ROCK E POLITICA, musica, ribellione, generazione
Quando si parla del rapporto tra rock e politica, si pensa subito alla tendenza di questa cultura musicale, a partire dagli anni sessanta, di farsi veicolo di grandi questioni politiche e sociali, dalla critica radicale al sistema alle lotte per i diritti civili, dal pacifismo alla solidarietà internazionale, dall’ecologismo alla giustizia sociale. Alla base di questo impegno ci furono le commistioni reciproche con il folk di protesta, in particolare al seguito della svolta rock di Dylan intorno alla metà del decennio, occasione di crescita e presa di coscienza per un rock ancora ingenuo e superficiale e di ampliamento del pubblico per un folk che necessitava di portare le proprie ragioni davanti all’opinione pubblica generale. Negli anni settanta, l’energia anarchica del flower power, caratterizzata da una critica radicale ma generica al sistema, venne fatta confluire verso un impegno più circostanziato, dal movimento antinucleare alla solidarietà per il Bangladesh, o diede luogo a delle esperienze musicali fortemente connotate nel senso dell’appartenenza, spesso in una prospettiva dialettica con movimenti politici veri e propri, come avvenuto col Punk e in certi ambienti progressive e cantautorali italiani. L’esperienza del raduno per portare avanti una battaglia sui temi dell’attualità è stata ripresa negli anni ottanta, in particolare col Live Aid e con la mobilitazione per la liberazione di Mandela, anche se la definitiva esplosione del fenomeno televisivo ha reso molto confuso il confine tra l’impegno civile e il marketing.
Ad ogni buon conto, anche il rock’n’roll e il rock delle origini, nonostante il disimpegno nei confronti della protesta sociale, hanno avuto una notevole rilevanza politica, forse, per quanto animati da inconsapevolezza e ingenuità, superiore a quella avuta successivamente. In primo luogo, come irruzione di una cultura di massa giovanile in una scena che fino ad allora aveva tenuto le nuove generazioni in una condizione di assoluta subalternità, il rock’n roll ha condizionato profondamente i rapporti interni alla famiglia e tra i giovani e le istituzioni. Inoltre, per quanto abbia portato avanti rivendicazioni edonistiche e individuali, perlopiù legate a una maggiore libertà di vivere la propria sessualità, il solo fatto che queste rivendicazioni abbiano avuto una così larga condivisione, ha instradato la gioventù verso la presa di coscienza di una propria forza politica. I Beatles si sono mossi verso un’istituzionalizzazione delle rivendicazioni, cedendo qualcosa nella rappresentazione della ribellione, preferendo la via del dialogo con le vecchie generazioni alla rivolta generica e immotivata. Il momento del cambiamento verso l’impegno specifico, a mio parere, è sintetizzato dal verso I hope I die before get old, contenuto in My Generation, incisa dai The Who nel 1965, primo inno generazionale del rock; un testo sostanzialmente nello spirito delle origini, ma, in quanto ufficializzazione di quello spirito, decretava l’avvenuta presa di coscienza e la conseguente fine dell’infanzia del rock.

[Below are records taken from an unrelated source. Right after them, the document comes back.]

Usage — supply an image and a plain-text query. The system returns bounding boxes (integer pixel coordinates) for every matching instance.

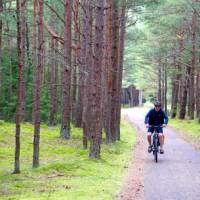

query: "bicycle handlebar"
[147,125,166,128]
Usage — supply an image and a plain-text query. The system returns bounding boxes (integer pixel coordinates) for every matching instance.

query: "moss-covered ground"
[0,121,135,200]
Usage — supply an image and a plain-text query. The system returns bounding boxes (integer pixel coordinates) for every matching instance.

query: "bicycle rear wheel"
[153,138,158,162]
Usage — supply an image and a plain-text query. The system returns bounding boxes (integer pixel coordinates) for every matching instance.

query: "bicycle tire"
[154,138,158,163]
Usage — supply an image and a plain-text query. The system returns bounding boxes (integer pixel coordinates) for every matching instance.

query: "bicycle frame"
[149,126,163,162]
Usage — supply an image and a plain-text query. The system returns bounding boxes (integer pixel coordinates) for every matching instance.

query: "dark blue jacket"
[144,108,168,126]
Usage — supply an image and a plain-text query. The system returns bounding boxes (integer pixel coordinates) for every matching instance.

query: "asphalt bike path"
[123,108,200,200]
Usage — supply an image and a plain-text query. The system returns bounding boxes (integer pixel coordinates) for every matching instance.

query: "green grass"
[170,119,200,142]
[0,121,135,200]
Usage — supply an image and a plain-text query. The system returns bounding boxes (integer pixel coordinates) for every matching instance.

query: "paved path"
[123,108,200,200]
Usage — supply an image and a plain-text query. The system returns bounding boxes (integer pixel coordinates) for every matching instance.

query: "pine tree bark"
[33,0,44,167]
[196,71,200,119]
[60,0,71,139]
[0,0,3,95]
[111,0,119,142]
[171,36,184,118]
[188,0,197,119]
[14,0,27,173]
[179,67,190,119]
[82,0,94,149]
[89,0,104,159]
[104,0,113,144]
[157,69,162,102]
[72,0,80,124]
[116,1,126,140]
[49,38,57,126]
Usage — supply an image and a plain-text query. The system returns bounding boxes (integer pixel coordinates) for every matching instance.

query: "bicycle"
[149,126,163,162]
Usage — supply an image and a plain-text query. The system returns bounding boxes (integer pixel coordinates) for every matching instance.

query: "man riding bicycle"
[144,101,168,154]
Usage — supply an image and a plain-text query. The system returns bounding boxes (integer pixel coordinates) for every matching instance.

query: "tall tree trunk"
[0,0,3,95]
[104,0,113,144]
[14,0,27,173]
[89,0,104,159]
[157,69,162,102]
[33,0,43,167]
[196,71,200,119]
[171,59,180,118]
[161,63,165,108]
[116,1,126,140]
[72,0,80,124]
[49,38,57,126]
[188,0,197,119]
[179,67,190,119]
[111,0,119,142]
[60,0,71,139]
[171,37,184,118]
[6,21,13,101]
[82,0,93,149]
[164,65,168,113]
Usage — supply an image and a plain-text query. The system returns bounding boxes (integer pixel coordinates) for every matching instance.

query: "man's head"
[154,101,161,112]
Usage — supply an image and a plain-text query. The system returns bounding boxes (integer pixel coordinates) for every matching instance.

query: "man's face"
[155,106,160,112]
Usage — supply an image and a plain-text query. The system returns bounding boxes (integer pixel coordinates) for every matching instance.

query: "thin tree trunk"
[116,1,126,140]
[0,0,3,95]
[82,0,93,149]
[104,0,113,144]
[111,0,119,142]
[33,0,43,167]
[14,0,27,173]
[157,69,162,102]
[49,38,57,126]
[60,0,71,139]
[196,71,200,119]
[164,65,168,113]
[179,67,190,119]
[89,0,104,159]
[72,0,80,124]
[188,0,197,119]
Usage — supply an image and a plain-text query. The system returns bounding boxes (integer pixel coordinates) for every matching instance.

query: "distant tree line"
[0,0,127,173]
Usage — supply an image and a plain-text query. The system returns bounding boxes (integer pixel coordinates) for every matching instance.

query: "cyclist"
[144,101,168,154]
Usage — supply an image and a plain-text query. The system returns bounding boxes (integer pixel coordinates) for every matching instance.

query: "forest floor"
[118,108,200,200]
[0,121,135,200]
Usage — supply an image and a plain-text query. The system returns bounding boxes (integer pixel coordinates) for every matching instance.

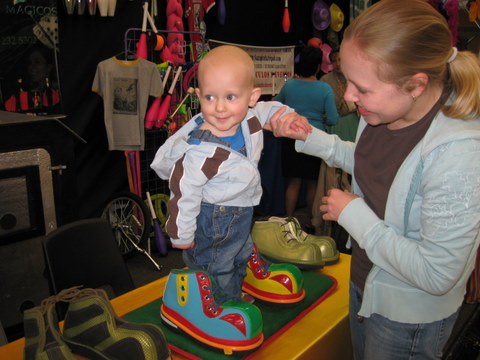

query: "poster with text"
[208,40,295,96]
[0,0,60,114]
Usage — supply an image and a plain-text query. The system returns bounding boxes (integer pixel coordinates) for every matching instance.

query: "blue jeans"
[349,282,458,360]
[183,203,253,304]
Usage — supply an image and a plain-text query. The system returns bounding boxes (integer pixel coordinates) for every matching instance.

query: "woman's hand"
[265,107,312,140]
[320,189,358,221]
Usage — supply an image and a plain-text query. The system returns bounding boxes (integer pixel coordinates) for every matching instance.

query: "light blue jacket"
[150,101,293,245]
[296,112,480,323]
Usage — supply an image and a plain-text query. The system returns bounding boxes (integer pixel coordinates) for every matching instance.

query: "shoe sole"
[160,304,263,355]
[260,251,326,270]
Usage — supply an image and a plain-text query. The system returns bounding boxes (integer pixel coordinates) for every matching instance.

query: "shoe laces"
[200,275,223,315]
[250,247,271,277]
[283,216,308,242]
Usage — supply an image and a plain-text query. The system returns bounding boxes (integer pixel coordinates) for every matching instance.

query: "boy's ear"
[405,73,429,98]
[248,88,262,107]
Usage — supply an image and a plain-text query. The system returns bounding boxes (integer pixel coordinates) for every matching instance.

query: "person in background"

Chi ha avuto coscienza da subito del potenziale politico dirompente del rock’n roll è stato proprio il potere istituzionale, basti pensare alla censura imposta a Elvis Presley all’Ed Sullivan Show, consistente nel non riprenderlo mai dal bacino in giù. Lo stesso Presley, dieci anni dopo, si farà strumentalizzare dai politici nelle campagne contro l’uso degli supefacenti legato alla cultura rock. Un’attenzione che si è andata amplificando negli anni della contestazione studentesca e pacifista, con diversi musicisti sottoposti al controllo della Cia e degli altri servizi segreti nazionali, anche in Italia, motivato da questione di ordine pubblico o da presunte connivenze ideologiche con ambienti eversivi. In definitiva, il rapporto tra rock e politica va ben oltre l’attivismo e la militanza sviluppatisi dalla seconda metà degli anni sessanta. In quanto fenomeno di massa che, in maniera più o meno consapevole, ha portato avanti le rivendicazioni generazionali dei giovani fino ad allora esclusi dalle decisioni politiche, l’impatto politico del rock è stato dirompente, fin dalle sue origini, diramandosi successivamente non solo nel senso della critica radicale al sistema, ma anche in quello della partecipazione alla politica istituzionale, attraverso l’impegno diretto o le dichiarazioni di endorsement che, ad ogni elezione politica, continuano a provenire da quel che resta della cultura rock.